Le besoin d'une énergie décarbonée à prix bas
Mais la réindustrialisation et l'émergence d'une nouvelle génération d'industriels seront-ils freinés par l'indisponibilité d'une électricité verte bon marché ? Non, a assuré le PDG d'EDF le 25 mars, en ouverture du salon. «Nous avons déjà conclu plus de 500 contrats sur le moyen terme avec des entreprises sur des prix inférieurs à 70 euros par mégawattheure – sous la cible du gouvernement », a déclaré Luc Rémont. «Nous exportons 10GW par jour. Nous avons la capacité d’absorber la réindustrialisation jusqu’en 2030.»

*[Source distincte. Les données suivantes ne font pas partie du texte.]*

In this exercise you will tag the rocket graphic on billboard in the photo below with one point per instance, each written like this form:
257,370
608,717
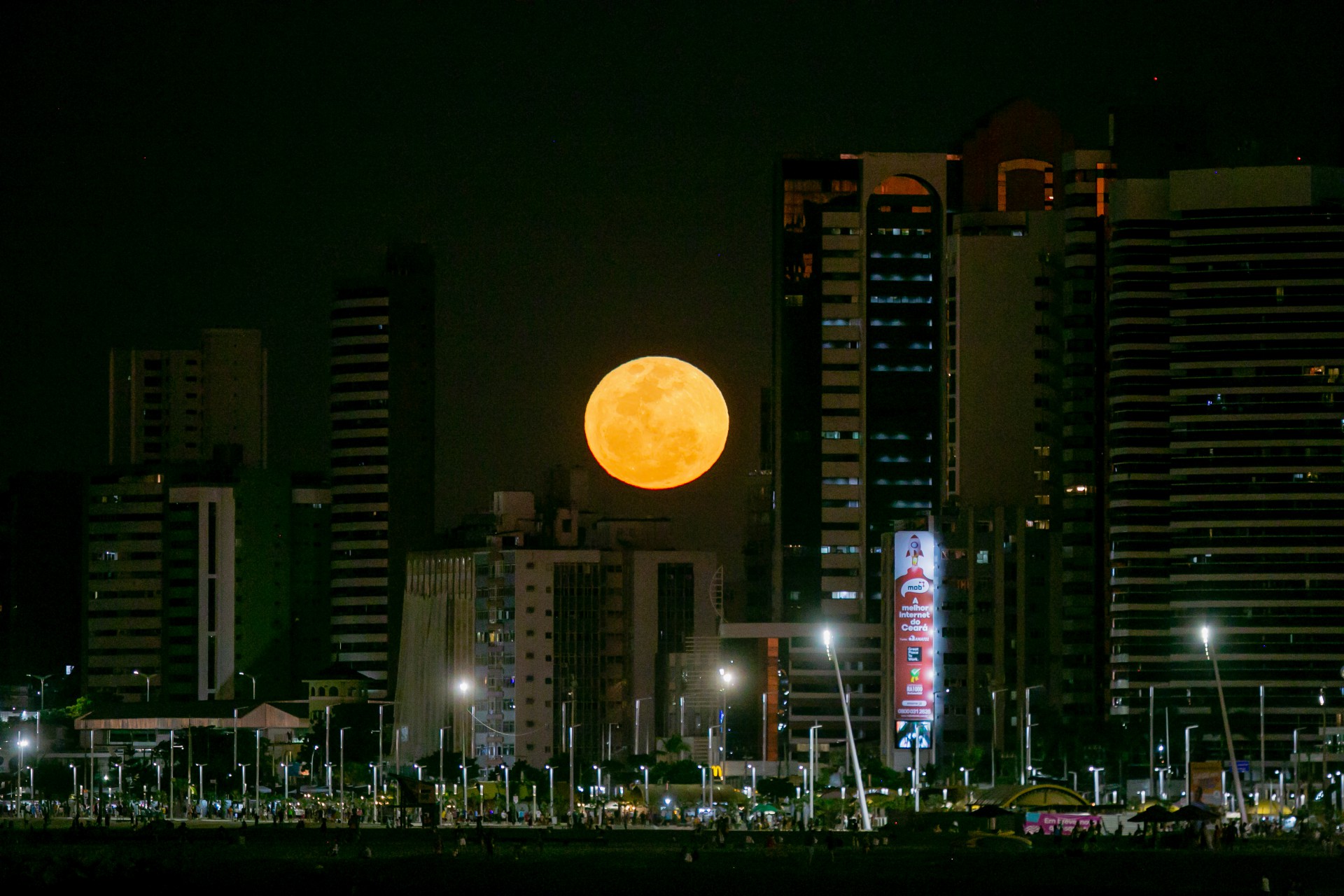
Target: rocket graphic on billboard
914,594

Mais les chantiers pour préparer le parc énergétique français après 2030 semblent herculéens : maintenir les centrales existantes, développer le réseau électrique pour absorber les renouvelables, construire un parc nucléaires neuf. «Nous estimons le besoin à 25 milliards d’euros par an, soit deux fois plus que ce que nous avons fait durant la période de construction de nos 58 réacteurs. Nous avons désormais besoin d’entreprises partenaires pour réaliser ces chantiers», lance le PDG d’EDF, devant une salle attentive. Et qui attend sans doute de l'énergéticien français des actes, en plus des paroles, vu ses difficultés à mener de front ses chantiers majeurs ces dernières années.